See the documentation for more detailed instructions.

This is currently alpha development software used for research. If you would like to contribute to or collaborate on the software, please get in touch with [email protected] or another developer.

Running the tests as they are currently written requires private credentials to google cloud services, as the data access is set to "requester pays". To run the tests and examples with your credentials, set an environment variable GOOGLE_APPLICATION_CREDENTIALS as a path to your JSON key file. (E.g., export GOOGLE_APPLICATION_CREDENTIALS=/path/to/key.json) Note: your project will incur some data transfer charges if you run these tests or examples.

Checking out

This package uses submodules. After you check out the repository, you must run git submodule update --init --recursive in the root directory of this package.

  • Free software: BSD license

Local Machine Installation

The Docker image can be built using make build-docker, or built and then tested using make test-docker (which will use the existing build if present). The first time you build, both ESMF and FMS will be built, taking up quite a lot of time. On subsequent builds, these may be retrieved from cached images, if you allow caching on your system.

The ESMF, FMS, MPICH, and Serialbox images can instead be retrieved from docker if you build with the flag BUILD_FROM_INTERMEDIATE=y make build-docker. This can greatly decrease build time.
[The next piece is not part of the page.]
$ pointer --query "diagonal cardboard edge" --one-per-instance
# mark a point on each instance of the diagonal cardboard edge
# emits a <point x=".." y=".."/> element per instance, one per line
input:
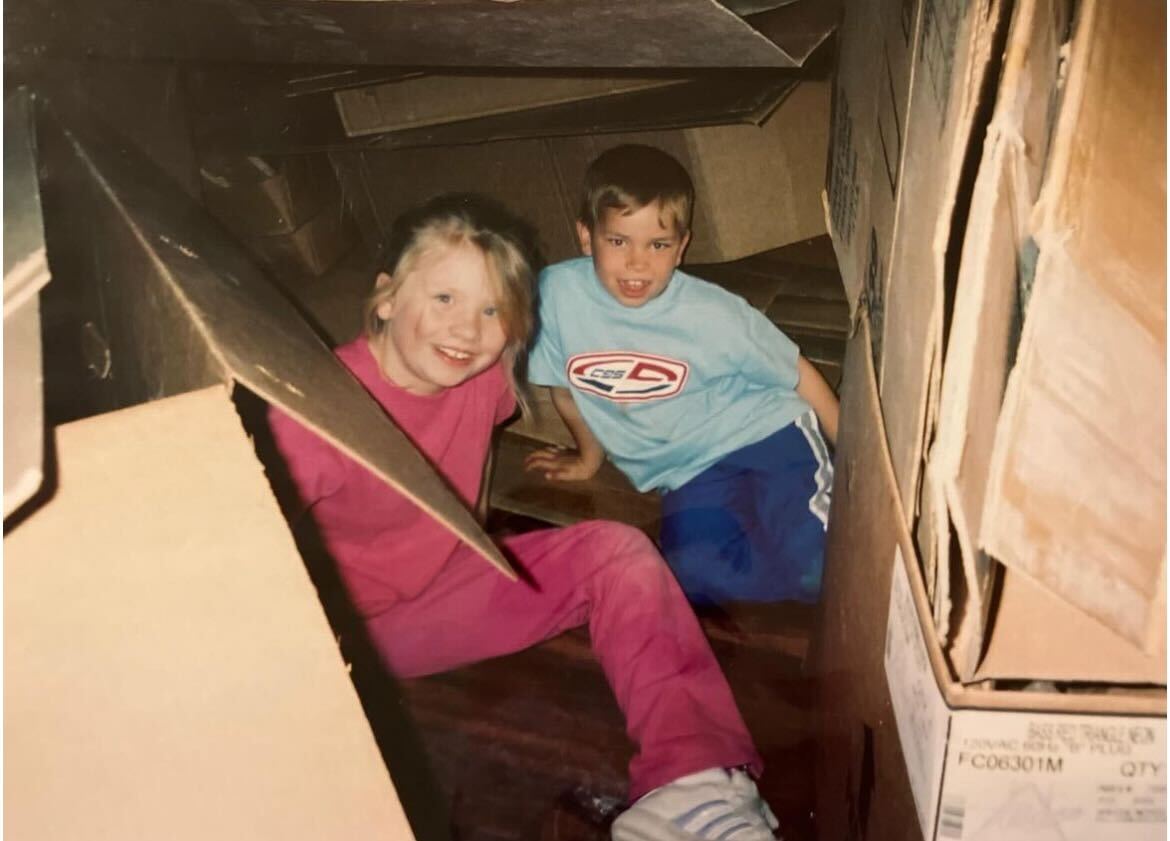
<point x="257" y="335"/>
On a host, the package can be built using make build, and then installed in development mode with pip install -e ..

This package only supports linux and Python 3.5 or greater.

Building Docs

Once the docker image is built, the documentation can be built and shown using:

make docs-docker

This will produce html documentation in docs/html.

Iterative development

When making changes to the Fortran source code, you may want to rebuild just part of the model, keeping build artifacts between rebuilds. You can do this by running the docker image with bind-mounts into your local filesystem. Just be sure to make clean when you're done to remove the build artifacts, or it may cause problems when you build the docker image.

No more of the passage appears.